Students may elect to share with multiple roommates but Lazovic cautions that there are limits to how many people can legally be in an apartment.
“We are hitting a grey area because a larger number of tenants are only allowed in rooming houses. And most of the homes students currently live in are not rooming houses at all. They're just single-family dwellings,” said Lazovic.

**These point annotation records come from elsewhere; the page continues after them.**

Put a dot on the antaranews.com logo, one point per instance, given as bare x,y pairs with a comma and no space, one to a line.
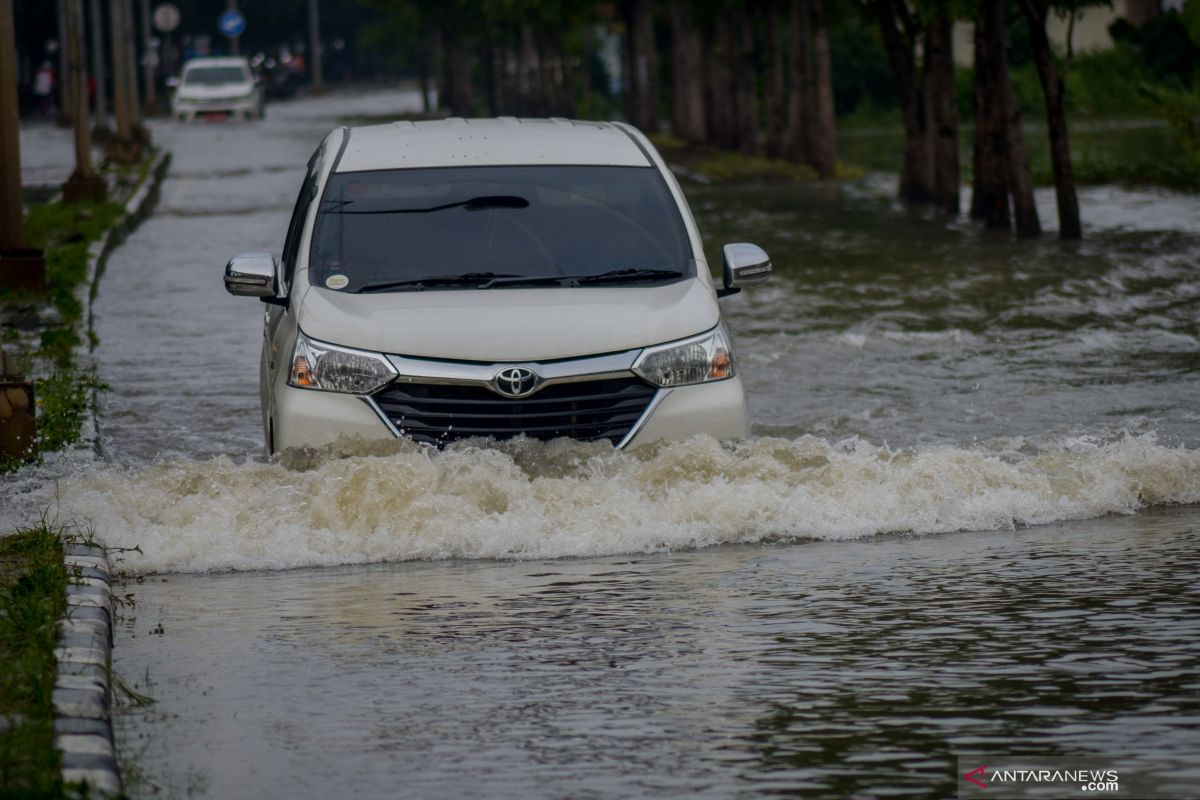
1085,780
1001,779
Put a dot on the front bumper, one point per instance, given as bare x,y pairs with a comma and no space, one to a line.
307,417
238,106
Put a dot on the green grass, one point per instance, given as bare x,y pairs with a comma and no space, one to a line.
33,599
64,395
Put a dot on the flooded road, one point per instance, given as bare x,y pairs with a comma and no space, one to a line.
797,614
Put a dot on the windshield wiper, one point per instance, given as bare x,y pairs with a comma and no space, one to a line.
629,275
484,280
474,204
580,280
532,280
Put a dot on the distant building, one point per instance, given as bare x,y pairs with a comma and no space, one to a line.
1091,30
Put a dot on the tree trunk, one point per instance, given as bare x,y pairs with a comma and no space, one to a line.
1020,180
688,78
131,71
745,82
825,133
97,70
775,92
989,200
491,79
797,138
943,113
123,148
1069,226
12,218
723,122
642,79
461,96
916,173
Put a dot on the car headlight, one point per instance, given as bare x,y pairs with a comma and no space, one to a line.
696,360
333,368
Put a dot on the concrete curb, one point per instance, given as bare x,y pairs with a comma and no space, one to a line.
83,692
139,206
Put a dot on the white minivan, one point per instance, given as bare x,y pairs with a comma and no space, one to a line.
460,278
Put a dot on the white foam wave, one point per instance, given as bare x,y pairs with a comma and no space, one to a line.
369,503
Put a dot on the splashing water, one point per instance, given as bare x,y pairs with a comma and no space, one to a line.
373,501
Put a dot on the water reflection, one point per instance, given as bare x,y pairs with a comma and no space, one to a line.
831,669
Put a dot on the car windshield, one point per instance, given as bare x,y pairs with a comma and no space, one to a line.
497,227
214,76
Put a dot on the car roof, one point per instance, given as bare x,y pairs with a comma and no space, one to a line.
217,61
499,142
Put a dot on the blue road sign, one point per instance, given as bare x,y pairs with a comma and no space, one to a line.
232,24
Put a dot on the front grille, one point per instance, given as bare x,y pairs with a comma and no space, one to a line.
587,410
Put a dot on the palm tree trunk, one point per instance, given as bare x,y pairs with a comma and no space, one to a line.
825,144
1054,90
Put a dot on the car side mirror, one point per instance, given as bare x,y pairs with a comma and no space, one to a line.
745,265
253,275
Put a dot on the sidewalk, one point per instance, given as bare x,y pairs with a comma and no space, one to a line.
47,154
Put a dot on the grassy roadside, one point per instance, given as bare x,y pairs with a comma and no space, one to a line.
33,599
42,335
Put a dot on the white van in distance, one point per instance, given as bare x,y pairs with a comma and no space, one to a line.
217,85
461,278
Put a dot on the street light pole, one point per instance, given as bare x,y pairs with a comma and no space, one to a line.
318,83
234,41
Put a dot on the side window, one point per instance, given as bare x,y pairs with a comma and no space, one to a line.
295,228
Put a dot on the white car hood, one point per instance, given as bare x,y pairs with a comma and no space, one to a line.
498,325
217,91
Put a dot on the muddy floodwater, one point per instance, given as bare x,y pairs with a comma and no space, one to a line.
966,525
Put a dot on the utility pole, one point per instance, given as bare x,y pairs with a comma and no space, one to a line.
234,41
100,131
19,268
315,55
84,184
123,148
65,104
131,54
149,61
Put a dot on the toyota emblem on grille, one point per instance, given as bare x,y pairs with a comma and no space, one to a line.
516,382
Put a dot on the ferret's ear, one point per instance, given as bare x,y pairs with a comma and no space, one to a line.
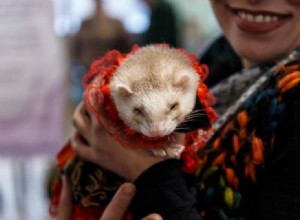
123,90
182,82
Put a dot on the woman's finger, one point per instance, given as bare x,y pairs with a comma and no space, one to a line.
120,202
65,203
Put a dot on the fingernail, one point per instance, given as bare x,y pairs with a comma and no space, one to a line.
128,189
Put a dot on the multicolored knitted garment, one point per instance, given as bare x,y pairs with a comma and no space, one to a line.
230,164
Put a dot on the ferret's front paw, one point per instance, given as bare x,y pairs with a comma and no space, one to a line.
172,151
159,152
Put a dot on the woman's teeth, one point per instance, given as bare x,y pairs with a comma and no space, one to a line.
259,18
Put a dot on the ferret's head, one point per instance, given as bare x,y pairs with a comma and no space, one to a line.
155,109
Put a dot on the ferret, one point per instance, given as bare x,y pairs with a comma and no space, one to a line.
154,90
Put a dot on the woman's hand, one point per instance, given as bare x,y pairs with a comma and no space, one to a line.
114,211
92,142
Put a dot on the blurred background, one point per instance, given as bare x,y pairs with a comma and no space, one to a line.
45,49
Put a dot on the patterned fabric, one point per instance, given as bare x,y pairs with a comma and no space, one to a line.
234,156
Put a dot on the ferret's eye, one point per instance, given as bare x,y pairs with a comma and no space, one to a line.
174,106
138,111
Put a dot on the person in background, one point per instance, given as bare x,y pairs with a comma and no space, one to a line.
250,168
163,24
97,35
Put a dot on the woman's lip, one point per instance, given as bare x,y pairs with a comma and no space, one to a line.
259,27
254,27
80,139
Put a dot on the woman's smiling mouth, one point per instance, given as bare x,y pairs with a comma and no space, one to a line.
258,21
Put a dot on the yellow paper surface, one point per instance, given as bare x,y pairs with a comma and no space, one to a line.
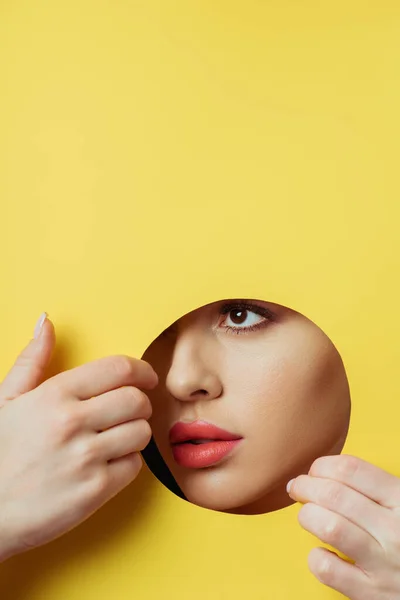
156,156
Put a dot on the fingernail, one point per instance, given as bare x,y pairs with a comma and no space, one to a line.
289,486
39,325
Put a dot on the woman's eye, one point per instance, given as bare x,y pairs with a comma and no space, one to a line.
242,319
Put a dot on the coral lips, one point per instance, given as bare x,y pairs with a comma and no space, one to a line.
199,444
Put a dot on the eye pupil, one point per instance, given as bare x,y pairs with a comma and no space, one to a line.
238,316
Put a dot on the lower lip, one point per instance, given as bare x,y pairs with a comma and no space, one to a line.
199,456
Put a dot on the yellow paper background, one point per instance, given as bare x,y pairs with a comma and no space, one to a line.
156,156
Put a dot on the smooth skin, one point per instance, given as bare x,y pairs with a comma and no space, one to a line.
71,441
74,440
354,507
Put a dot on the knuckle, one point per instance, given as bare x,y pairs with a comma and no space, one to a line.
85,453
346,466
66,424
97,485
145,433
331,495
122,366
142,404
325,569
332,531
133,465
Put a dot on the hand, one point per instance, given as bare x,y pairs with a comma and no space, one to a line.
68,444
354,507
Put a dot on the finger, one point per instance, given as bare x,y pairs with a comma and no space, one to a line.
338,574
29,368
340,533
342,500
123,439
122,471
114,408
105,375
369,480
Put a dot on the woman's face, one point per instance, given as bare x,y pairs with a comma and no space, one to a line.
250,394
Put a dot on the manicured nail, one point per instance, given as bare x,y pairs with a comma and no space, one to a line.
39,325
289,486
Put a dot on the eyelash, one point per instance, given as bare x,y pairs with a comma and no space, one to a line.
263,312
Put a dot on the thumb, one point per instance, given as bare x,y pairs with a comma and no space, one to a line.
29,368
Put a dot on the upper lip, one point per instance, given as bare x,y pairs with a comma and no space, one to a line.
199,430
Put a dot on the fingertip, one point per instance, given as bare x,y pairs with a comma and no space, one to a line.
153,377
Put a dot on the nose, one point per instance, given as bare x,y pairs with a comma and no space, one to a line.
193,374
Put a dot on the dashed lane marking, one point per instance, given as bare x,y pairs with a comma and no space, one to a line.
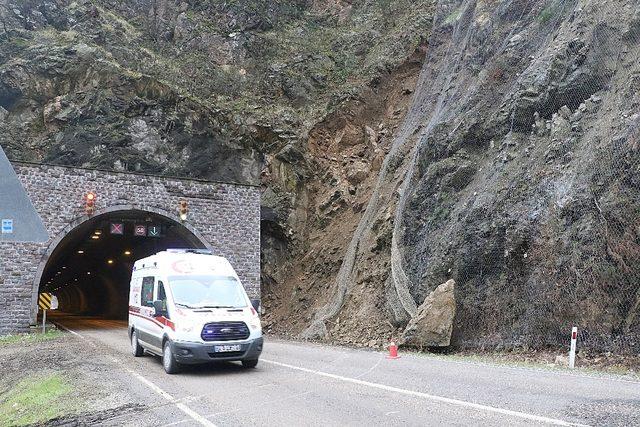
184,408
413,393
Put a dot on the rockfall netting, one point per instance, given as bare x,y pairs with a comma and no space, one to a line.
516,173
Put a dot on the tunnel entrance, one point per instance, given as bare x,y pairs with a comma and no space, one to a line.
90,268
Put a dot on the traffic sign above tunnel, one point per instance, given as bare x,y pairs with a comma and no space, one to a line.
20,221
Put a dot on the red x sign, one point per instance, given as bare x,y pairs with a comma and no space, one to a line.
140,230
116,228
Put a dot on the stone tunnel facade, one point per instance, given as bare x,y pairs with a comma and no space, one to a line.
224,216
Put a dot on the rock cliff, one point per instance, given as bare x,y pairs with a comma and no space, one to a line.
399,145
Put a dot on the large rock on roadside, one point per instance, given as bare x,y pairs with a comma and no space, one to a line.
433,323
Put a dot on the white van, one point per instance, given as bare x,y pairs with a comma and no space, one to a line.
189,306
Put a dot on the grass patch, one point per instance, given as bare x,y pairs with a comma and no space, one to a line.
35,400
30,337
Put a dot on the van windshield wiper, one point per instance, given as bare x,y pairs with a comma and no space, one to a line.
184,305
216,306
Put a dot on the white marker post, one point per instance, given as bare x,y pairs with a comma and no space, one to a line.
572,351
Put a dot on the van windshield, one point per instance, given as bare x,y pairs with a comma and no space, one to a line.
207,291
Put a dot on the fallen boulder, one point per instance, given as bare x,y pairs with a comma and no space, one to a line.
433,323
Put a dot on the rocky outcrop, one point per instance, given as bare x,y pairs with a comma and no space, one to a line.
433,323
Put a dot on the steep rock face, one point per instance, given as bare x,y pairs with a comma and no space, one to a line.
219,90
515,174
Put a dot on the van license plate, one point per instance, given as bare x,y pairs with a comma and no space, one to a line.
225,348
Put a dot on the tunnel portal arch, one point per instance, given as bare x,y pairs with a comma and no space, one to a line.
71,236
222,216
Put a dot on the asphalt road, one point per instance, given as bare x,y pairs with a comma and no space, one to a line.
309,384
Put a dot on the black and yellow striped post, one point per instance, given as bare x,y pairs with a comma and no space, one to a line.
44,302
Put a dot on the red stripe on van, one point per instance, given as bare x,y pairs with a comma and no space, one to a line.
151,319
160,321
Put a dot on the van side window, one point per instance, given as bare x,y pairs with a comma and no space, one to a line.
146,295
162,296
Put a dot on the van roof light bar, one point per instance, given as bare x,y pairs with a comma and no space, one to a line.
190,251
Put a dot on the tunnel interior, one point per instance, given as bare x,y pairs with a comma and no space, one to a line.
90,269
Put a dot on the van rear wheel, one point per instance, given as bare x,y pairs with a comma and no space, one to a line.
250,363
168,360
136,348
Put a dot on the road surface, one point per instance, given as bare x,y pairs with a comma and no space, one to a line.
318,385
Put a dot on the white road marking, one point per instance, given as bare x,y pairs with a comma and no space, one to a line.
448,400
184,408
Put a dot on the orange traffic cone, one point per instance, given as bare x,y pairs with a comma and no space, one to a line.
393,350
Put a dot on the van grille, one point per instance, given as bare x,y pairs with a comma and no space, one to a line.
225,331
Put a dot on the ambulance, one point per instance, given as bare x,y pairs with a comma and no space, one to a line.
189,306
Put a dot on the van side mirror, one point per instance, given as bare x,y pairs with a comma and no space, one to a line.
159,308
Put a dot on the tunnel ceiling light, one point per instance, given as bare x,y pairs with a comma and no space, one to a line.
90,203
183,209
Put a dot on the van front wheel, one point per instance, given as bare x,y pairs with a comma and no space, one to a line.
168,360
136,348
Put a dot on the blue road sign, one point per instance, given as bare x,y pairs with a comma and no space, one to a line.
15,203
7,226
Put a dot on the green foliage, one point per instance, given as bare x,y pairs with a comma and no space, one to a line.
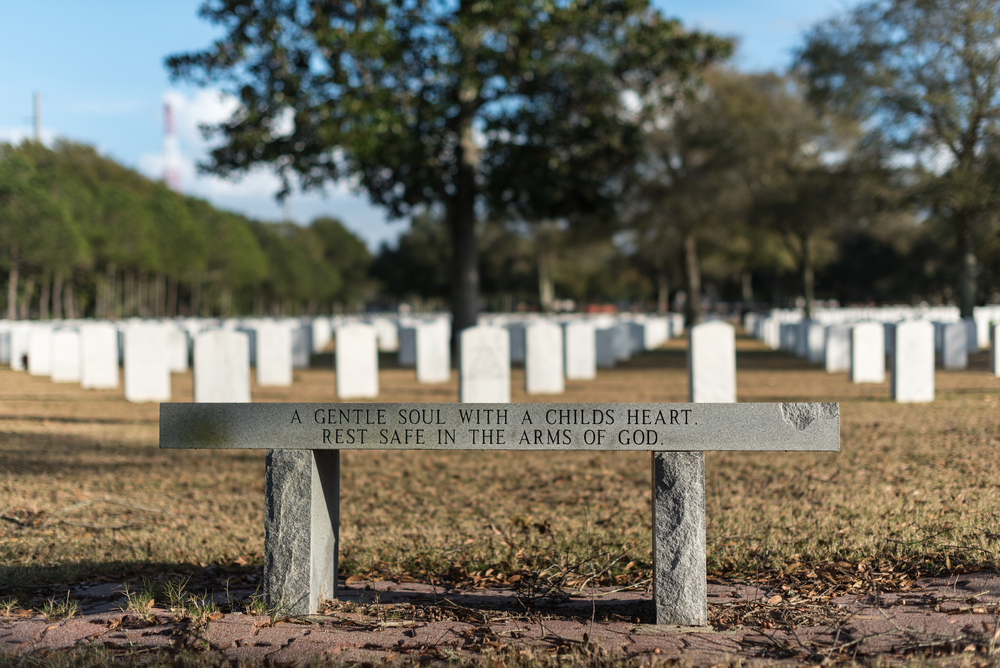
74,213
419,265
343,251
391,94
924,77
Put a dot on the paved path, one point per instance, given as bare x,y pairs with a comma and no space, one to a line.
408,621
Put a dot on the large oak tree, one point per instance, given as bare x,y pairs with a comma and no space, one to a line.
924,77
397,95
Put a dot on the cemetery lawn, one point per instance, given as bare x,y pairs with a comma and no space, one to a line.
87,496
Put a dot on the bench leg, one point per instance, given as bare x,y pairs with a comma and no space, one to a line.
301,525
680,587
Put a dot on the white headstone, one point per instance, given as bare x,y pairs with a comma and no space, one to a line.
177,340
816,343
98,356
301,345
972,335
657,332
433,352
771,330
543,358
994,357
516,330
837,351
712,363
147,362
622,342
484,365
676,321
955,346
388,335
913,362
5,329
20,337
867,353
65,356
604,348
637,336
581,351
322,333
356,353
407,354
274,354
222,367
40,351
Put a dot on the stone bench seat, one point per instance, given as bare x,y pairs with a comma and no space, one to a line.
303,468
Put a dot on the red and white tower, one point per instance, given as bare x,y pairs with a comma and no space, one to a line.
171,152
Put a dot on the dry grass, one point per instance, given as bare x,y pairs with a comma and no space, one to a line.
85,494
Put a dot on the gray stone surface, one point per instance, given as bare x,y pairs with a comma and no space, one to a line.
356,360
384,426
434,352
274,354
301,524
955,346
65,355
40,350
484,365
221,366
837,348
868,353
543,363
580,351
98,356
994,341
146,362
604,348
912,362
679,573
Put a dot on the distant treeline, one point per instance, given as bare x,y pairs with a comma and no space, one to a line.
81,235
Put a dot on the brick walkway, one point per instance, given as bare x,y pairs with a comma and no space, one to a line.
393,621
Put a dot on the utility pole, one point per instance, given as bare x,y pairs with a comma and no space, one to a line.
38,117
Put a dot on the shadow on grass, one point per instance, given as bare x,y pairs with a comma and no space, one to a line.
39,454
31,584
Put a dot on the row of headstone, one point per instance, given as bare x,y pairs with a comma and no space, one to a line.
863,348
223,351
91,352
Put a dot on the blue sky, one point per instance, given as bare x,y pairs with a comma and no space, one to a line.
99,68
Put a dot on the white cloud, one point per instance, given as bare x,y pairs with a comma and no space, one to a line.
16,135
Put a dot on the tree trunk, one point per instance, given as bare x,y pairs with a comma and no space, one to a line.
29,290
12,280
968,277
462,214
808,276
692,280
128,294
57,297
111,293
546,288
746,287
69,299
196,298
172,298
43,296
662,291
142,304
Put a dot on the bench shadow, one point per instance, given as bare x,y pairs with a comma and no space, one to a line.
632,607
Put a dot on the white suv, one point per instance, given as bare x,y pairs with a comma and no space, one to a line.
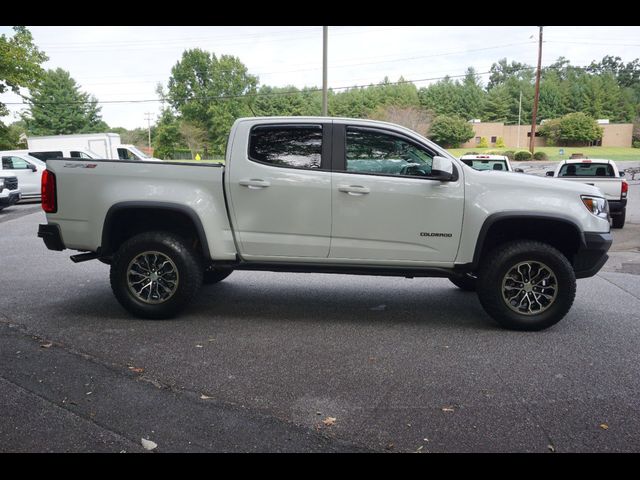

The City of Ottawa regulates rooming houses and those rules leave students with a limited number of options for suitable living spaces within their price range.
And then there are other costs. For example, students staying in residence must purchase a meal plan which can be $600 a month or more, though a room in residence includes utilities often not included in a conventional apartment rental.
The following graph shows the comparison between off-campus and on-campus living.
Not all students have the option to live at home. Wyatt Stewart is from Huntsville, Ont., a four-hour drive from Ottawa.
The third year Carleton student lives in an apartment near the Byward Market.
“Rent only just tells me what other stuff I can’t buy and that I really do need to work so that I can stay living here,” explained Stewart.
Stewart prefers living off-campus but acknowledges why many students find university residences appealing.
“It’s also really convenient for getting to class, having meals ready and being around people,” said Wyatt of living on campus.
Still, Wyatt doesn’t plan to return to residence anytime soon. While living off-campus can be costly, it provides him with freedom and a sense of responsibility.
The future of the housing market remains uncertain. However, realtors predict the increase will continue as the economy continues to recover from the COVID-19 pandemic.